The Week in Business: Getting Rich Off the Pandemic

Welcome to August, everyone. I’m on vacation next week, escaping the subtropical zone of Brooklyn…

Welcome to August, everyone. I’m on vacation next week, escaping the subtropical zone of Brooklyn for the sanity-restoring woods of Vermont, so Gillian Friedman will be filling in. Until then, here’s what you need to know in business and tech for the week ahead.

Appalling new data shows just how badly the pandemic has devastated the United States economy: Gross domestic product shrank 9.5 percent, or 32.9 percent at an adjusted annual rate, in the second quarter of this year, according to a report from the Commerce Department. It’s the most severe collapse in the 70-plus years that G.D.P. statistics have been compiled, and wiped away nearly five years of economic growth. If the virus were now under control, the dive could prove to be temporary. But with cases surging in many states, a quick comeback is looking less and less likely.

The science is clear that masks help slow the spread of the coronavirus and allow people to shop and go out in public more safely. That’s why many big businesses, most recently McDonald’s, are requiring customers to wear them. But there’s a wrinkle: Enforcement is tricky. Stores like Walmart have appointed “health ambassadors” to remind customers to put on masks before entering, but if someone refuses, what is the employee going to do? Confront the person and get breathed on? No thanks. Many businesses are struggling to contend with this loophole, which affects the safety of other customers as well as employees.

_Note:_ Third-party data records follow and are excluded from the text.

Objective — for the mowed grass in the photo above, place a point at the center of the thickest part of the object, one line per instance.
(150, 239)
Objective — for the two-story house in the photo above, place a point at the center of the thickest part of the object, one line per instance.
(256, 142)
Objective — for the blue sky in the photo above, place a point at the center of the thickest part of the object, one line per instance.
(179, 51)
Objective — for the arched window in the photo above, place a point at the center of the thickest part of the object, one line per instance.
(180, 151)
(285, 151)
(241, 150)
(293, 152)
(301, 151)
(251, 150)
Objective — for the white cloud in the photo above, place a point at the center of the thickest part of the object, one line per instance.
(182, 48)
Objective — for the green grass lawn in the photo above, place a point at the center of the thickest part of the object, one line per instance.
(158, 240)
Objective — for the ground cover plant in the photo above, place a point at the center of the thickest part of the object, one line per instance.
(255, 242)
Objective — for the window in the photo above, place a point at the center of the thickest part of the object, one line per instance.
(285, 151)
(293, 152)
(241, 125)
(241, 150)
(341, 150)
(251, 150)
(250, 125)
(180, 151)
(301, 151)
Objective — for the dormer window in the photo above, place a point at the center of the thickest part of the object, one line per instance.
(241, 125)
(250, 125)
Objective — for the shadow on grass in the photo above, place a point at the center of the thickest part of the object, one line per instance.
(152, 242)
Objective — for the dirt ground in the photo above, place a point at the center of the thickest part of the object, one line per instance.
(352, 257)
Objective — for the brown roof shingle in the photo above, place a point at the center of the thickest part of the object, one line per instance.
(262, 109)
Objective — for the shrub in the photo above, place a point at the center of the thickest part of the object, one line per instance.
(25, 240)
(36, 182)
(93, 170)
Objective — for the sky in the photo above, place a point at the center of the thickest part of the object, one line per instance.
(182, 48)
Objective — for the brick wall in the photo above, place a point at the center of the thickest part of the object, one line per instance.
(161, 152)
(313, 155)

The chief executives of the tech industry’s “Big Four” — Amazon, Apple, Facebook and Google — faced a blistering round of questions (via video, awkwardly) from a congressional antitrust panel on Wednesday. The hearing was a culmination of a yearlong investigation into monopolies in the digital market, and those in the hot seat — Jeff Bezos, Tim Cook, Mark Zuckerberg and Sundar Pichai — struggled to defend claims that their companies had broken antitrust laws by exploiting their size to consolidate power and thwart rivals. Lawmakers vowed to tighten regulations, but how they’ll do that remains to be seen. And the companies continue to rake in money as the pandemic makes consumers more reliant on digital services. Apple, Amazon and Facebook all reported blockbuster revenue this past week, and Google reported better earnings than expected.

Congress may talk a big game about reining in big tech, but European Union leaders are actually doing it. In the past, European officials have been notoriously aggressive about trying to hit American tech companies where it hurts — with higher taxes and business restrictions — with varying success. Now, they are pursuing a handful of new laws that would narrow the scope of what digital businesses can do and sell. One would make it illegal for Amazon and Apple to steer customers toward their own products instead of those made by rivals. Another would establish stricter rules against hate speech on social networks. If any of these proposed laws come to fruition, they could push the platforms to change their behaviors worldwide.

Millions of workers (roughly one in five) are still out of work in the United States, and they’re about to get desperate. Until the end of July, they were receiving supplementary unemployment benefits (an extra $600 a week) from the federal government as part of the CARES Act that was passed in March. But that provision expired on Friday, and efforts to extend or replace parts of it stalled in Washington this past week when President Trump put the kibosh on negotiations for a broad relief package. (His chief of staff summed things up: “We’re nowhere near a deal.”) Lawmakers are now scrambling to find a quick Band-Aid, like another round of direct payments to Americans, many of whom are facing the threat of eviction.

The July employment report comes out this Friday, and analysts are split on where things stand. Most economists expect the numbers to show another increase in payrolls for the third consecutive month (good!), but say that it will be modest — after all, several big states have paused and even reversed their reopenings as the number of virus cases increases (bad). Others think payrolls may have even declined. One thing we do know for sure: The number of new jobless claims is on the rise again for the second week in a row, which doesn’t paint a promising picture.